Najłatwiej byłoby to nazwać lokalnym patriotyzmem -- był on jedynym spośród Polaków biorących udział w Konkursie, który zakwalifikował się do finału. Ale ten lokalny patriotyzm nie bierze się znikąd... Kiedyś się zastanawiałam nad tym, w jaki sposób Kompozytor miałby zapisać swój utwór, żeby było wiadomo, JAK to grać? Zapis nutowy, choć utrwala wysokość, wartość nut, określa tempo, opisuje dynamikę -- nadal nie mówi wykonawcy wszystkiego. Z jednej strony szkoda: po wielu latach, gdy autora dzieła nie ma już wśród żywych, nie możemy spytać, jak on właściwie to grał i czemu. Z drugiej strony pojawia się tu możliwość mnożenia interpretacji, grania "po swojemu", dodania, prócz przesłania zawartego w utworze przez Kompozytora, także osobistej, twórczej refleksji.
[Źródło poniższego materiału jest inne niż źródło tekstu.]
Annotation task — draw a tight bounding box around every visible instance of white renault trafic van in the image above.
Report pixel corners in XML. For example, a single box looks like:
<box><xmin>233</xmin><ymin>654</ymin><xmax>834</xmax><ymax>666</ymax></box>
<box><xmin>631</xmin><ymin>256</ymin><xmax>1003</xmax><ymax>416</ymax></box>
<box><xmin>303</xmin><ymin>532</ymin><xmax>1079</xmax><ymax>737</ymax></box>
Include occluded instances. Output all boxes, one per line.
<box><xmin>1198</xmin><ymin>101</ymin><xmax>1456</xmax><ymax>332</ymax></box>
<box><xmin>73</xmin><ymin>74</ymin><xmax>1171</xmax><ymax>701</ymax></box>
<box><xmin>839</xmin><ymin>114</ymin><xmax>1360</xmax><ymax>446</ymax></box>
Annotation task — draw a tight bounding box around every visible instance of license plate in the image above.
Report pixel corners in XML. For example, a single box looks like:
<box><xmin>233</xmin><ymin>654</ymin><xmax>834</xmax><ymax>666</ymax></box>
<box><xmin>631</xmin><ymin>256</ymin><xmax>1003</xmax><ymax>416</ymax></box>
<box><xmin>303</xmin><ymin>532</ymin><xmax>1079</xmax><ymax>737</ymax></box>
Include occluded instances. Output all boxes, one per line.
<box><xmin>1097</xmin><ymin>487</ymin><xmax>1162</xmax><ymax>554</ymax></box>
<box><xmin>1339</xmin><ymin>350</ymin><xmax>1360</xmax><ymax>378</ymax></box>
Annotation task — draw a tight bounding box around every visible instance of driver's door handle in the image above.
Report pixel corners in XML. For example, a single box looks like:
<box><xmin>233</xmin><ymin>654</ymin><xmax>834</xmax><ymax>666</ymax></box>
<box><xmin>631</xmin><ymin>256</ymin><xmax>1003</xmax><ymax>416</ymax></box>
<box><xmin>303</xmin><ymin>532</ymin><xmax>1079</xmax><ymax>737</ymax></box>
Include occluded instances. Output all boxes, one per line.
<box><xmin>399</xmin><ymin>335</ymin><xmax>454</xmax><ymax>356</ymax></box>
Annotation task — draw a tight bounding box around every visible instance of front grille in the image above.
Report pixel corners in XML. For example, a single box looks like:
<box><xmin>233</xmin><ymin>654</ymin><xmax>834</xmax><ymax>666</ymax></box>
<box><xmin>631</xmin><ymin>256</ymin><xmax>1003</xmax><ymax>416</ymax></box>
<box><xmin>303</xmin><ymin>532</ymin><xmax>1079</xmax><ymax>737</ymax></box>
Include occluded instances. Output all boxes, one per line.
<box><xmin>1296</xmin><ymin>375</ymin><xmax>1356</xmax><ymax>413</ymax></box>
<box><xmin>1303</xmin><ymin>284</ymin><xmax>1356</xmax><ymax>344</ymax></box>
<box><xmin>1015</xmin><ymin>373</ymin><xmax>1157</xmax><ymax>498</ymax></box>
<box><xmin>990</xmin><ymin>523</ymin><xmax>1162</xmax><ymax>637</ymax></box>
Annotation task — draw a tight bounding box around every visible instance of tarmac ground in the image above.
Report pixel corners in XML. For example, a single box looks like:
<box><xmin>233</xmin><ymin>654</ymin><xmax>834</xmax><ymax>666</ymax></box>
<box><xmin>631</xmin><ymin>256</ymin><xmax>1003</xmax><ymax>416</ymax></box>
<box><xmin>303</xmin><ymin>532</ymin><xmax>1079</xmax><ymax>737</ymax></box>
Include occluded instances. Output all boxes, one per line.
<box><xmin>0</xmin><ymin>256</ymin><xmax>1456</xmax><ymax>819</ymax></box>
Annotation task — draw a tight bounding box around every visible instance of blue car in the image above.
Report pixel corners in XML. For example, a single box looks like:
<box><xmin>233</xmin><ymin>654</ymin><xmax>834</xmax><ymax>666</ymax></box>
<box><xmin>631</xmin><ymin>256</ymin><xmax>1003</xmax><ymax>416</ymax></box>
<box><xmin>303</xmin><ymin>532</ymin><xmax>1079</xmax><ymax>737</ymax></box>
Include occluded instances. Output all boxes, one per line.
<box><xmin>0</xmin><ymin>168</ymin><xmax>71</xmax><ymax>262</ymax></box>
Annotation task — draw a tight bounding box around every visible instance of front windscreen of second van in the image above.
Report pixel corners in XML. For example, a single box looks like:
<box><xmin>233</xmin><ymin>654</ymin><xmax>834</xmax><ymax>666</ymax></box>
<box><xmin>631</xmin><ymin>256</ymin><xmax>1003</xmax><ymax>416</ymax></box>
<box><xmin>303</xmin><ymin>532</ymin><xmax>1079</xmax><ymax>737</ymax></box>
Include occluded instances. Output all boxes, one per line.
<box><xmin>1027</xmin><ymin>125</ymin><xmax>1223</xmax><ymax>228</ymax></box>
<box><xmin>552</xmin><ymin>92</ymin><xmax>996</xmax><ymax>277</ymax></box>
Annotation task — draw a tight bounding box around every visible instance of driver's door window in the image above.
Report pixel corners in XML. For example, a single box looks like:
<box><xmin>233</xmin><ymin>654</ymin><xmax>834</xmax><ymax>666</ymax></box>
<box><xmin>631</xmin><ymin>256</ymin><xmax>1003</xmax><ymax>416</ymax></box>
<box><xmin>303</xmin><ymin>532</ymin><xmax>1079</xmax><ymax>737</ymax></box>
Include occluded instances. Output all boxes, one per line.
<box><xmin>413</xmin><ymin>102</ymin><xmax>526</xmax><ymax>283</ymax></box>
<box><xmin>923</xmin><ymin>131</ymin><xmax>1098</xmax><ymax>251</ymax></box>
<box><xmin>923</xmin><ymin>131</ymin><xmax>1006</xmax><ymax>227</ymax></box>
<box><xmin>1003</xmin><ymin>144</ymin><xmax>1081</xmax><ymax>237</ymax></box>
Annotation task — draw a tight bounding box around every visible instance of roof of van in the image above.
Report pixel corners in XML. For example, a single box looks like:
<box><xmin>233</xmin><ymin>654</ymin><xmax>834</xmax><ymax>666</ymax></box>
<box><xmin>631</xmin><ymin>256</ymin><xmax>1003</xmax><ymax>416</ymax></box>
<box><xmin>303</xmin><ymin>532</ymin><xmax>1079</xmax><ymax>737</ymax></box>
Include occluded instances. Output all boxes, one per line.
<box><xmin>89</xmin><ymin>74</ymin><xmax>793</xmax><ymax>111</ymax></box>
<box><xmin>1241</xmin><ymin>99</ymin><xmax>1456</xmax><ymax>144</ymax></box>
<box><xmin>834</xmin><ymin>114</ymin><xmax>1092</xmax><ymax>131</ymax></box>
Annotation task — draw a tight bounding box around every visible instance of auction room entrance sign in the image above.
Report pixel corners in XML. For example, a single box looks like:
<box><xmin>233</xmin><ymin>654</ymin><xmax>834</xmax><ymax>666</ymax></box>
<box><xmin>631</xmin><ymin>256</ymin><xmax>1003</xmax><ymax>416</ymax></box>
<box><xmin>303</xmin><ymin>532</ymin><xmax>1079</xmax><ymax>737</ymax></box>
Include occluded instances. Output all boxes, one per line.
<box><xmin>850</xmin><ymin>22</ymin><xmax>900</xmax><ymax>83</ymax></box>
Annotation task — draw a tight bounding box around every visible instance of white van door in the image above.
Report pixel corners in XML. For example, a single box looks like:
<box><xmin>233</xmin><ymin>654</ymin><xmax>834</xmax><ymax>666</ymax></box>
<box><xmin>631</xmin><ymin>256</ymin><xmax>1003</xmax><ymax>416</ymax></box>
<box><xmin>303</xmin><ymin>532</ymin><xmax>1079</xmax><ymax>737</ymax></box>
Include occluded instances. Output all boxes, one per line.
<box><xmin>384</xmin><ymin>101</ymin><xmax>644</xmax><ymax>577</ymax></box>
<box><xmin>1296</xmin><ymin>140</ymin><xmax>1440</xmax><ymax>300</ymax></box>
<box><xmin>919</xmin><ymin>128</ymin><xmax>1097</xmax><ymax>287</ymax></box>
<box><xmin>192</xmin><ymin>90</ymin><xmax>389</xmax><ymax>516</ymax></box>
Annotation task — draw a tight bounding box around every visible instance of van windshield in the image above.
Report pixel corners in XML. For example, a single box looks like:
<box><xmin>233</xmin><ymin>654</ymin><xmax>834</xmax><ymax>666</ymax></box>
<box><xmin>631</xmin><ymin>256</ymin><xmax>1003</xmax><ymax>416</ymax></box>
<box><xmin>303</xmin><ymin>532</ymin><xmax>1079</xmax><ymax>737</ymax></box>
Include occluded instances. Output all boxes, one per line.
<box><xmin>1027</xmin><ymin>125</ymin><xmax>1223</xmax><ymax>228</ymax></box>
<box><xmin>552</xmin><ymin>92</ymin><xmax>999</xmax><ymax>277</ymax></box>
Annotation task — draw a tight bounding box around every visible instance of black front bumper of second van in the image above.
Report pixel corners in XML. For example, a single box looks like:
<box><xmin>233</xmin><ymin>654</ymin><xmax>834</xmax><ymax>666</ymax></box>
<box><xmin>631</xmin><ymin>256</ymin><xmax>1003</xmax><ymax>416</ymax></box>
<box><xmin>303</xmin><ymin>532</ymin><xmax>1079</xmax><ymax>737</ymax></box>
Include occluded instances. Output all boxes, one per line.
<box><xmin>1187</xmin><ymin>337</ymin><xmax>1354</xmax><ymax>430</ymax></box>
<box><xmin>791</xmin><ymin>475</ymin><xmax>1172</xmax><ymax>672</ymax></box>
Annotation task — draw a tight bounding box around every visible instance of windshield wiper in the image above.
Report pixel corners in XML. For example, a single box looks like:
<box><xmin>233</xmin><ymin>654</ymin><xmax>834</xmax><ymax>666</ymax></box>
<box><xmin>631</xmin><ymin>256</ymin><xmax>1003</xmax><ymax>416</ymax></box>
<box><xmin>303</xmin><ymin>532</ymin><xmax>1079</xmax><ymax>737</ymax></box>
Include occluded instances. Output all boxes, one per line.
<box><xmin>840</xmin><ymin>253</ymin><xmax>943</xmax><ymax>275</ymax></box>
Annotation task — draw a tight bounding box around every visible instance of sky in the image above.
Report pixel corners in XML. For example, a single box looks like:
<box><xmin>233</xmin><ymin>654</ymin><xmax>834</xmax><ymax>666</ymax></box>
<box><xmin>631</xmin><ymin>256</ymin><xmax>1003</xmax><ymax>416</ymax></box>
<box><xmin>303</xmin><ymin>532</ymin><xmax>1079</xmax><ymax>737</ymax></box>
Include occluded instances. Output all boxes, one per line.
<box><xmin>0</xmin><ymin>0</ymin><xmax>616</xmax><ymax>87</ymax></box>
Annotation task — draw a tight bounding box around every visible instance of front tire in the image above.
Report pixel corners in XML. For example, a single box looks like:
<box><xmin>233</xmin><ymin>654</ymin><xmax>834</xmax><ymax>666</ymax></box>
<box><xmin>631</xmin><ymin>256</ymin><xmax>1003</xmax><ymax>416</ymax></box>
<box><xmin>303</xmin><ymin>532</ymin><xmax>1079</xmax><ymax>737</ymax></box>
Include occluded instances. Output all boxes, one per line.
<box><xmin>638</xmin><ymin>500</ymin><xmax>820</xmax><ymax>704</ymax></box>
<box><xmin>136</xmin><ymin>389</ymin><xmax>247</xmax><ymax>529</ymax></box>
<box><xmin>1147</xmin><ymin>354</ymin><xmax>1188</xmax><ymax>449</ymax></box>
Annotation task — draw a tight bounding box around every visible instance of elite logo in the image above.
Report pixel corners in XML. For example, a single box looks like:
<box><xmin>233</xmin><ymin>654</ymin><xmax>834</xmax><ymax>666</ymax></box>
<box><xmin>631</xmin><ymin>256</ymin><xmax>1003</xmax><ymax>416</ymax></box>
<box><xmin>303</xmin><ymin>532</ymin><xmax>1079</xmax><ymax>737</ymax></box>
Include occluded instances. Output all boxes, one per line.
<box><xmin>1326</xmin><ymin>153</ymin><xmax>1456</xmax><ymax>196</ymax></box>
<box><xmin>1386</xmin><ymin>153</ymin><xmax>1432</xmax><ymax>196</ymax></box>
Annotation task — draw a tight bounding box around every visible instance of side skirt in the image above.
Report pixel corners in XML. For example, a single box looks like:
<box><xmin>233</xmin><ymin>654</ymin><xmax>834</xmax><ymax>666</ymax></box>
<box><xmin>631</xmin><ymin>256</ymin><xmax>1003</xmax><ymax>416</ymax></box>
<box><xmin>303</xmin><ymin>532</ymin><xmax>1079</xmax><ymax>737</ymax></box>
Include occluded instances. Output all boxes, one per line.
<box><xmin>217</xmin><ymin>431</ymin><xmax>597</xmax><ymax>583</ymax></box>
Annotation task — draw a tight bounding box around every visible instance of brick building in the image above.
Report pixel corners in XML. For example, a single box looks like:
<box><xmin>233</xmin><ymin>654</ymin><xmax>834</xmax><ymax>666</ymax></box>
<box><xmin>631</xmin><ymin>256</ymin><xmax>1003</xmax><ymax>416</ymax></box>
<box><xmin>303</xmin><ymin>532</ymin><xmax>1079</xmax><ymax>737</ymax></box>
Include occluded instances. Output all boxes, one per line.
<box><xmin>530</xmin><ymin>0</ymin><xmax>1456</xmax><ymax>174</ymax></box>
Dobrze, że tak jest! Różnorodność jest piękną cechą ludzkości, może nawet -- potęgą. I tylko twardy orzech do zgryzienia mają jurorzy, którzy muszę porównywać nieporównywalne, oceniać i klasyfikować. W takich klasyfikacjach zawsze ktoś będzie niedoceniony, poszkodowany, a drugi, zdaniem wielu, niesłusznie wyróżniony. Wśród moich znajomych przeważa opinia, że szóste miejsce powinien otrzymać Nehring, nie Shishkin.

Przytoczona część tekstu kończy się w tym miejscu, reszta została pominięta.